В те дни, когда Высоцкий был в отъезде, в Москве состоялась премьера легендарного мультика «Ну, погоди!» (выпуск № 1), который родился с легкой руки режиссера Вячеслава Котеночкина и трех сценаристов: Феликса Камова, Александра Курляндского и Александра Хайта. Мало кто знает, но первоначально озвучивать роль Волка Котеночкин хотел пригласить Владимира Высоцкого. Однако высокое начальство наложило на эту кандидатуру табу, и роль была доверена Анатолию Папанову. И все же Высоцкого Котеночкин в картину все равно вставил: его «Песню о друге» насвистывает Волк, забираясь по веревке к Зайцу на балкон.
Тогда же свет увидел новый радиоспектакль с участием Высоцкого – «Богатырь монгольских степей» режиссера Ф. Бермана. Как и в предыдущем радиоспектакле – «Моя знакомая» (1969) – здесь у Высоцкого снова главная роль – основатель коммунистической партии Монголии Сухэ-Батор. В этом же году, но чуть позже, Высоцкий озвучит на радио еще одну роль – Адама Кукхофа в радиопостановке «Альта» – пароль срочного вызова» режиссера В. Иванова (по пьесе Т. Фетисова и С. Демкина «Красная капелла»).
В середине августа в Москву приехала бывшая (первая) жена Высоцкого Иза Жукова. Она работала на Украине в одном из театров, а в столицу приехала по служебной необходимости, а также хотела переговорить с Высоцким относительно судьбы своего нынешнего мужа – тот тоже был актером, но в данный момент сидел без работы. Весть о том, что в город приехала его бывшая жена, застала Высоцкого врасплох: он находился у себя дома, на улице Телевидения, 11, вместе с матерью Ниной Максимовной и другом Давидом Карапетяном. Иза позвонила ему по телефону и попросила разрешения приехать. Высоцкий ее принял. Встреча была короткой – длилась минут 10–15 – и произвела на присутствующих не самые приятные впечатления. Бывшие супруги переговорили о своих делах в соседней комнате, поле чего Жукова покинула дом. Как вспоминает Д. Карапетян, он никогда еще не видел Высоцкого таким раздраженным.
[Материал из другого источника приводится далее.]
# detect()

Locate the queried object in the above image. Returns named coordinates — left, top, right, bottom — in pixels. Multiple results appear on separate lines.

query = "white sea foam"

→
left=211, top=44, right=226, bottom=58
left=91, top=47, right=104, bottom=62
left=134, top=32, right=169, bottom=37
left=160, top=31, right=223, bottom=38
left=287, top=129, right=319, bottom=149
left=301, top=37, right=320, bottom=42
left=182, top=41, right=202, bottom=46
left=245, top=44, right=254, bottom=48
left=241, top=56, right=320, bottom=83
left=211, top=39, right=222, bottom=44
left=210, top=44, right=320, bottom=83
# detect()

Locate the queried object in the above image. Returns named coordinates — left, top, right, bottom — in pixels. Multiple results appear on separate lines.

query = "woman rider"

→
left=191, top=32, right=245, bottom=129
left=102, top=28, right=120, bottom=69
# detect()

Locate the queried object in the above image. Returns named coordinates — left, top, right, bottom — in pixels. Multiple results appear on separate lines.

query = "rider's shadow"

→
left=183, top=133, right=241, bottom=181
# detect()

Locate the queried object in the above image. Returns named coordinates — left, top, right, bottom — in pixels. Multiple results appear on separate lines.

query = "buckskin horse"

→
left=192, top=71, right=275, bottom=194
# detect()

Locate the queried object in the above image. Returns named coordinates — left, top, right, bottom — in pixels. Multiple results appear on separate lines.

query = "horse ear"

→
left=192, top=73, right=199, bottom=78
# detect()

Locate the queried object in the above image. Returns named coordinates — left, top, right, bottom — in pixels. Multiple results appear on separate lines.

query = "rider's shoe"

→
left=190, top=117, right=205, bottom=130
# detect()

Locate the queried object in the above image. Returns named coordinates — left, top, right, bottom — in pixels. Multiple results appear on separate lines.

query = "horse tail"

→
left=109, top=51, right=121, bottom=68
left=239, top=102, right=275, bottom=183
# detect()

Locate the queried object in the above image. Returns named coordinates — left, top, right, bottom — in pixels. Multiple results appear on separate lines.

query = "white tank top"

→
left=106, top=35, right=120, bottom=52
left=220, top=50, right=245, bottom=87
Высоцкий клокотал: «Черт-те что! Пришла просить за своего парня. Устроить на работу. Что же это за мужик такой, который согласен на помощь бывшего мужа своей бабы?!» Друг попытался возразить: дескать, откуда ты знаешь, что он в курсе? Но Высоцкий только отмахнулся: «Все он знает. Она же наверняка с ним приехала. Небось дожидается внизу…» Как пишет Д. Карапетян: «Странное впечатление осталось у меня от этой мимолетной сцены. Как часто Володя помогал людям случайным, зачастую вовсе этого не заслуживающим. Здесь же – родная жена (пусть бывшая), юные годы, общие воспоминания. Даже мои азиатские мозги отторгали этот странный максимализм в духе Синей Бороды».
Тем временем Высоцкий надумал съездить на несколько дней в Донецк, где ему пообещали за выступление на тамошней студии звукозаписи заплатить приличные деньги (незадолго до этого у него побывал эмиссар из шахтерской столицы). Однако ехать одному было несподручно, и Высоцкий подрядил на это дело уже хорошо знакомого нам сценариста Давида Карапетяна. Тот с радостью согласился составить другу компанию, поскольку давно мечтал написать сценарий о Несторе Махно и собирал любые материалы о нем. А от Донецка до бывшей ставки атамана в Гуляй-Поле было, как говорится, рукой подать. Кстати, в планах Карапетяна было предложить роль Махно именно Высоцкому, о чем тот знал и был в общем-то согласен.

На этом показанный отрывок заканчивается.